MILLER-LERMAN, Chief Judge.
Timothy L. Else appeals a divorce decree entered by the district court for Thayer County dissolving his marriage to Julie A. Else. Generally, he challenges the district court's division of property and order that he pay all reasonable and necessary medical and dental expenses incurred by or on behalf of their daughter Emily. For the reasons stated below, we affirm.FACTUAL BACKGROUND
Timothy and Julie were married March 16, 1980. Three children were born of the marriage: Emily, born January 27, 1982; Natalie, born December 26, 1984; and Andrew, born November 20, 1985. Emily has had severe health problems since birth. When Emily was born, she had a medical condition requiring surgery and a long hospitalization. When Emily came home after the long hospitalization, Timothy changed the family's insurance carrier because he was dissatisfied with the coverage provided by their previous carrier for Emily's medical expenses. The new insurance carrier refused to extend coverage for Emily. Since that time, Emily has been uninsured. Emily currently suffers "lung problems" and asthma. Her medical expenses are paid, in part, by medicaid and, in part, by a grant for which Julie applied. The remainder of Emily's medical expenses must be paid by the parties.
Timothy has a degree from the University of Nebraska in agricultural economics. During the early years of the marriage, he was employed in several agricultural enterprises and farmed part time. In 1986, he began farming full time. In 1991, Timothy, his father, and his brother formed 3-E Farms, a subchapter S corporation. Timothy executed a bill of exchange, which transferred Timothy and Julie's homestead, farm equipment, livestock, growing crops, grain, and debt to the corporation. Timothy is a minority shareholder in the corporation with a net interest of 40.8 percent. Timothy's adjusted gross income for 1993 was $37,195.
At the time of the parties' marriage, Julie was a beautician.

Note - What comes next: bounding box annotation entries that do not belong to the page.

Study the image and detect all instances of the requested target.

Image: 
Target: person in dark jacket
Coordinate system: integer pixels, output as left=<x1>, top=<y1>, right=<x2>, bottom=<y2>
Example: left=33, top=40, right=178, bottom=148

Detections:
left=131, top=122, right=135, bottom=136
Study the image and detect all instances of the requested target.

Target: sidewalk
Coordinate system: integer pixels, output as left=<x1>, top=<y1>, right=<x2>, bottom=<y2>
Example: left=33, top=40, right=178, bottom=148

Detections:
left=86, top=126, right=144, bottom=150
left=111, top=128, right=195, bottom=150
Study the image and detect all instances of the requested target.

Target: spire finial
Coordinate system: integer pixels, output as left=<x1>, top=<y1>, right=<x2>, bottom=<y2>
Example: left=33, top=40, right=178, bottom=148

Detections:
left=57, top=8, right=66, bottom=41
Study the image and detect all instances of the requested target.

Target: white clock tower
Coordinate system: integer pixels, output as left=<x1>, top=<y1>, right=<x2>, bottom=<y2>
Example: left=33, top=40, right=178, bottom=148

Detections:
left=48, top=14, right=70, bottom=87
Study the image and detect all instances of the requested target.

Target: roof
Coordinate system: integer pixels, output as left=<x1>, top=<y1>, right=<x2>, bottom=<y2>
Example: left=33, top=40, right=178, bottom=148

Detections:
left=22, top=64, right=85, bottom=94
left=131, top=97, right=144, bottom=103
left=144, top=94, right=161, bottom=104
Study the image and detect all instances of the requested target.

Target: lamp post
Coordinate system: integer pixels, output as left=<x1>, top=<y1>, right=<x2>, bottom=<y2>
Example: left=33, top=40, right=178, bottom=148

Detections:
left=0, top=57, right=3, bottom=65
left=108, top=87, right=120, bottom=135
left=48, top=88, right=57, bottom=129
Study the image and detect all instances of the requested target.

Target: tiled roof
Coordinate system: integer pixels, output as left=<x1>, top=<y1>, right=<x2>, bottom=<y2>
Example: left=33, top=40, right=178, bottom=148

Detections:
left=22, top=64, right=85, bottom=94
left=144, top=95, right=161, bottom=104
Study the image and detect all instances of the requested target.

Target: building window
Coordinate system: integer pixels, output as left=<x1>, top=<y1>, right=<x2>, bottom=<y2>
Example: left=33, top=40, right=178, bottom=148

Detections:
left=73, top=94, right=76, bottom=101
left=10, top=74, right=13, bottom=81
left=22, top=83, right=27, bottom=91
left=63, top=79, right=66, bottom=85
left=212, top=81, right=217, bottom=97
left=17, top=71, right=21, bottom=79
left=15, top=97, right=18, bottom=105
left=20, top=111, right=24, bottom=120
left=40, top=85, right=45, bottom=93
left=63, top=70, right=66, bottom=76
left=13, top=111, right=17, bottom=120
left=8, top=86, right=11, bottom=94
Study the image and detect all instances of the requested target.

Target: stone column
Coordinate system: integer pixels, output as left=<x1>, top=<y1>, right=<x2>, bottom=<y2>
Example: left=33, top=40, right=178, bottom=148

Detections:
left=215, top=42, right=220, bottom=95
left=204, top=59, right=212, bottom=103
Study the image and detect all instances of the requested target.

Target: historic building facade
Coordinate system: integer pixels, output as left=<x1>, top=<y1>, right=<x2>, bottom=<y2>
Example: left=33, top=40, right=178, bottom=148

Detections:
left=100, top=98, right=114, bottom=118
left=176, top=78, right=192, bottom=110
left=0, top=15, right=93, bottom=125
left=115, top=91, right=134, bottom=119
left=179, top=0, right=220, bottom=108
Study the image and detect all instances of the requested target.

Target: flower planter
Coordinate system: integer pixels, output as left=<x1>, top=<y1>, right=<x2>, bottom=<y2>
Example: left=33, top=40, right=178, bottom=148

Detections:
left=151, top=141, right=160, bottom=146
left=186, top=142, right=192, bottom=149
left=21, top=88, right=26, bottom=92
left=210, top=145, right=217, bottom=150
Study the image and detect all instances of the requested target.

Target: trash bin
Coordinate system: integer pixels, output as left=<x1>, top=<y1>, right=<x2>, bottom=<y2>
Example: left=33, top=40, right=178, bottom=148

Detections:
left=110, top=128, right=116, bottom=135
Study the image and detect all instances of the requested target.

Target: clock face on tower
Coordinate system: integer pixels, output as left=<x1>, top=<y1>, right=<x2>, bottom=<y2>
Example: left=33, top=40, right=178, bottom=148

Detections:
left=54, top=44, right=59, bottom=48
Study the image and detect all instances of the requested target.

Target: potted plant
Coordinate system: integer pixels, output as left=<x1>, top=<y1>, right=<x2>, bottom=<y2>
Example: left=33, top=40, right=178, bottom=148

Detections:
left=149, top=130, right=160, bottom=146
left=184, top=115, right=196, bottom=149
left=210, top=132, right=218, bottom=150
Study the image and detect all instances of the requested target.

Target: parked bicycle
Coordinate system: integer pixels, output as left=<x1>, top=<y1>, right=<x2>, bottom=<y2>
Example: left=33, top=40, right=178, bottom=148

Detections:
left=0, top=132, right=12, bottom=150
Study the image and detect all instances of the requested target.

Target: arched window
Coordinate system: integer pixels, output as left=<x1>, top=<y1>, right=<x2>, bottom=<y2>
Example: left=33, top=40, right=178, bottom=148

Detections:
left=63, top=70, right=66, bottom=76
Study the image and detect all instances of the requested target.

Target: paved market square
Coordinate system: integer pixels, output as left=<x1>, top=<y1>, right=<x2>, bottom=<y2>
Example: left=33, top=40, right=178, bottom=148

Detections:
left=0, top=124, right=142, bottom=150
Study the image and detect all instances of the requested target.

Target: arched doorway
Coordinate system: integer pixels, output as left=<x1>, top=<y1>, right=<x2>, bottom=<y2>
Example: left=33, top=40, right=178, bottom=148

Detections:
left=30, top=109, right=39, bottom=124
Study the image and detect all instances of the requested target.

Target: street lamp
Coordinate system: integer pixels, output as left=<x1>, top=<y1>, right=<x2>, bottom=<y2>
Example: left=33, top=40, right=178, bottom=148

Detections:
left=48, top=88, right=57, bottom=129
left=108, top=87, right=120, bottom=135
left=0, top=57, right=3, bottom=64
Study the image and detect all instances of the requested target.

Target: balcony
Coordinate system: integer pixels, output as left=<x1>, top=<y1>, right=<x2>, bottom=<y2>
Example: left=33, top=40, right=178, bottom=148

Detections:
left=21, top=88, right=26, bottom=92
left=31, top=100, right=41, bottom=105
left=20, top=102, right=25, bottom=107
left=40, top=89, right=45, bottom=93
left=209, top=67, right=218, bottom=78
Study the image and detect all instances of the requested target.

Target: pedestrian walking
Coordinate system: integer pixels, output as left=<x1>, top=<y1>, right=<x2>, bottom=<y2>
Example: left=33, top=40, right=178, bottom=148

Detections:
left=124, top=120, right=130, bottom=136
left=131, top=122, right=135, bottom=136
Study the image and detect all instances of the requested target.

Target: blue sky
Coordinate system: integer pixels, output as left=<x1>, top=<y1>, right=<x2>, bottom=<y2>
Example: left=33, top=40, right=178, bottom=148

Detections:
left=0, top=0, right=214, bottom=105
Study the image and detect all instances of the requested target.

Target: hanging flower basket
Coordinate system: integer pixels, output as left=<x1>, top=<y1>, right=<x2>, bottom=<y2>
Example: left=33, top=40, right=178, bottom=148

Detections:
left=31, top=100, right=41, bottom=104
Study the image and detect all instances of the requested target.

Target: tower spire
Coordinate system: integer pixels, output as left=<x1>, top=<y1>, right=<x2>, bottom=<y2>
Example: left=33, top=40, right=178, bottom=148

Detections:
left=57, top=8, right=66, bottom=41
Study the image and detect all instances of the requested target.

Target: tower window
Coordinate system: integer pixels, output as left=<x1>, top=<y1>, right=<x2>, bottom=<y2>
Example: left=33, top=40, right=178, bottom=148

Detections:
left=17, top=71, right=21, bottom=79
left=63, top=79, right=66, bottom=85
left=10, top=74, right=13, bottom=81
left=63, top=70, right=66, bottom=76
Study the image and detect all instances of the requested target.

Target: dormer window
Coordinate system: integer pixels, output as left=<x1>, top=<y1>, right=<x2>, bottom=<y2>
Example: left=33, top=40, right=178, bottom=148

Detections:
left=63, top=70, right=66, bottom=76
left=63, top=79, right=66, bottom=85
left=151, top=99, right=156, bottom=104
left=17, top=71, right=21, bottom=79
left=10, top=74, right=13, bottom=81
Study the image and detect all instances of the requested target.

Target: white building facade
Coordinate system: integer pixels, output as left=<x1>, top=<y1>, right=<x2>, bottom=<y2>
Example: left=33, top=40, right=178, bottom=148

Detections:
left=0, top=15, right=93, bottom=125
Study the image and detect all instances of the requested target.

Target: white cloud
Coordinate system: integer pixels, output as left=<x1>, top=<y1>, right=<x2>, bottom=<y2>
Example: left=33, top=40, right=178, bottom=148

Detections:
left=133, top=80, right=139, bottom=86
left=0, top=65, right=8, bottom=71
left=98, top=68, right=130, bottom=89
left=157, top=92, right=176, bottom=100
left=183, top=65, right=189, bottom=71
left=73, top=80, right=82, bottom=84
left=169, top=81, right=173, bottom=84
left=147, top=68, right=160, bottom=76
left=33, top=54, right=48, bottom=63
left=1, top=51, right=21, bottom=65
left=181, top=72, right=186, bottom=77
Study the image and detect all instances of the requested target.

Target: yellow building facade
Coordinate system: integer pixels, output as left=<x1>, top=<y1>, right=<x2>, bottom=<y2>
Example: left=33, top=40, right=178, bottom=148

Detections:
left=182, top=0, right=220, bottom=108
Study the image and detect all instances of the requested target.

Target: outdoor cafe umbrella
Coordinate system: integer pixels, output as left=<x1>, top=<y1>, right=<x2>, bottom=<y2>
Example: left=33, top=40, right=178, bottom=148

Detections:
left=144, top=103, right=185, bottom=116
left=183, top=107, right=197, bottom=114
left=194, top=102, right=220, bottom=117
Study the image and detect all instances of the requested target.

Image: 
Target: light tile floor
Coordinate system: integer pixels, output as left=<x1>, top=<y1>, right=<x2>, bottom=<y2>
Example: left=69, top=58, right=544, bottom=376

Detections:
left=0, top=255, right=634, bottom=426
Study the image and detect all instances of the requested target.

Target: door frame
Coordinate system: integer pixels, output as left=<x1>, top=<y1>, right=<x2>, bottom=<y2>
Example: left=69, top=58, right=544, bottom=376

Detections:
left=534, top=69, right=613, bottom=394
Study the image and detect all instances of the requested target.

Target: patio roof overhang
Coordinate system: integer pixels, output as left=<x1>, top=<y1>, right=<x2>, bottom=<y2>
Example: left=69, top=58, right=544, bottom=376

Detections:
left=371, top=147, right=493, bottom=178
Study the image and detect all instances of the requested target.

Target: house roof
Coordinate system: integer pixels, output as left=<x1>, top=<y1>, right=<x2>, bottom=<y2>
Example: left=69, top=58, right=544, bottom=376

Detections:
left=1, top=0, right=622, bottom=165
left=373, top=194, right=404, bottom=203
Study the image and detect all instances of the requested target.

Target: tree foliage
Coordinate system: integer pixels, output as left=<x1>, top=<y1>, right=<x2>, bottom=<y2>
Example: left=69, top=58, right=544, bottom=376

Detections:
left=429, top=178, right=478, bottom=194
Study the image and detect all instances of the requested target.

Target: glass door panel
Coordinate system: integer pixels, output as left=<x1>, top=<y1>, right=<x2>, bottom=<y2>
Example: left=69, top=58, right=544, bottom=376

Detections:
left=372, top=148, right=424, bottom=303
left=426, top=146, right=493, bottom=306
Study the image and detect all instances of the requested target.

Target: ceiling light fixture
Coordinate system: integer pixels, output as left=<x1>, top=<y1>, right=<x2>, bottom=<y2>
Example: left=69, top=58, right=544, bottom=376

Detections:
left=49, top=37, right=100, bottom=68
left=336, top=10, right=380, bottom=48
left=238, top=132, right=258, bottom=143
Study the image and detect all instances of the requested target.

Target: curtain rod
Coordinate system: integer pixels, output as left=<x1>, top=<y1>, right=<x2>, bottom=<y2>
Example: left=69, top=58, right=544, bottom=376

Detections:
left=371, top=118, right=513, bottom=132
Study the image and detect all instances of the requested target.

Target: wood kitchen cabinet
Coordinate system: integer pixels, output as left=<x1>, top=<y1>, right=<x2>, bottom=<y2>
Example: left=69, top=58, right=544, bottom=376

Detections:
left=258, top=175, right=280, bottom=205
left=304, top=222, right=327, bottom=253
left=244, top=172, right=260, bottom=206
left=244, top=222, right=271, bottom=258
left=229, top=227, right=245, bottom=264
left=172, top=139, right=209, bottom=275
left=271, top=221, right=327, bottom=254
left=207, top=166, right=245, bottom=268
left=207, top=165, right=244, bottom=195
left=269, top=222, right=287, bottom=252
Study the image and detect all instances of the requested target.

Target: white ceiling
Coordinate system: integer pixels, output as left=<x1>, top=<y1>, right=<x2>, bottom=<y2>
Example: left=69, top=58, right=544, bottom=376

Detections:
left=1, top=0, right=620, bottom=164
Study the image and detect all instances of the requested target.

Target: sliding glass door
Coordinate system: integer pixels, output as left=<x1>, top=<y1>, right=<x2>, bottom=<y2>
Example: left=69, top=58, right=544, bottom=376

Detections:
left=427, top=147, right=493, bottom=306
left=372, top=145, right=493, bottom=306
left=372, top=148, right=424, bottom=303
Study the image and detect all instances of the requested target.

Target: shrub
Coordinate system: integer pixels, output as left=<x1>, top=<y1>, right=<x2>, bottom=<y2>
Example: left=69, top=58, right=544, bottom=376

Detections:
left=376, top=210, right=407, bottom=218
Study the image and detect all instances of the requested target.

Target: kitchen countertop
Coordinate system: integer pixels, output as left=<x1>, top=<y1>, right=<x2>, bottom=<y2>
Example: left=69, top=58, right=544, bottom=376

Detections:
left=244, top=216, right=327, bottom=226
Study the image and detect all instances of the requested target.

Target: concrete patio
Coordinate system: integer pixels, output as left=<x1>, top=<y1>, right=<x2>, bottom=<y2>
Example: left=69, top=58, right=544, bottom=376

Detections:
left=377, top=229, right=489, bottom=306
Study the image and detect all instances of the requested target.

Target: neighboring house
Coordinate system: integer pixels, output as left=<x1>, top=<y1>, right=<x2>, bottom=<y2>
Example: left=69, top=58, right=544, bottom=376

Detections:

After Emily's birth, Julie remained in the home to care for Emily for a period of time. In 1983, Julie opened a beauty shop, which she later sold for $7,500. Julie then worked part time in her father's pharmacy for a couple of years. In 1988, Julie opened a day-care business, which she sold in April 1991 for roughly her related debt. Although at the time of trial Julie was on a leave of absence until January 1, 1995, she was employed part time at Blue River Agency on Aging as a senior center director and generally worked 25 hours per week at $5 per hour. Julie was also working approximately 8 hours per week at a movie theater. In addition to the above businesses and periods of employment, Julie was primarily responsible for the care of the parties' three children and also helped with Timothy's farming activities on occasion.
The parties separated in February 1993. Julie filed for divorce on April 27, 1993. Trial was held November 4 and 11, 1994. It is clear from the evidence that the parties are quite hostile toward one another.
The bulk of the evidence related to the division of the marital estate. The parties' largest assets are Timothy's interest in 3-E Farms and 160 acres of farmland. The parties stipulated to the receipt of evidence showing that the value of the 160 acres of farmland was $176,000.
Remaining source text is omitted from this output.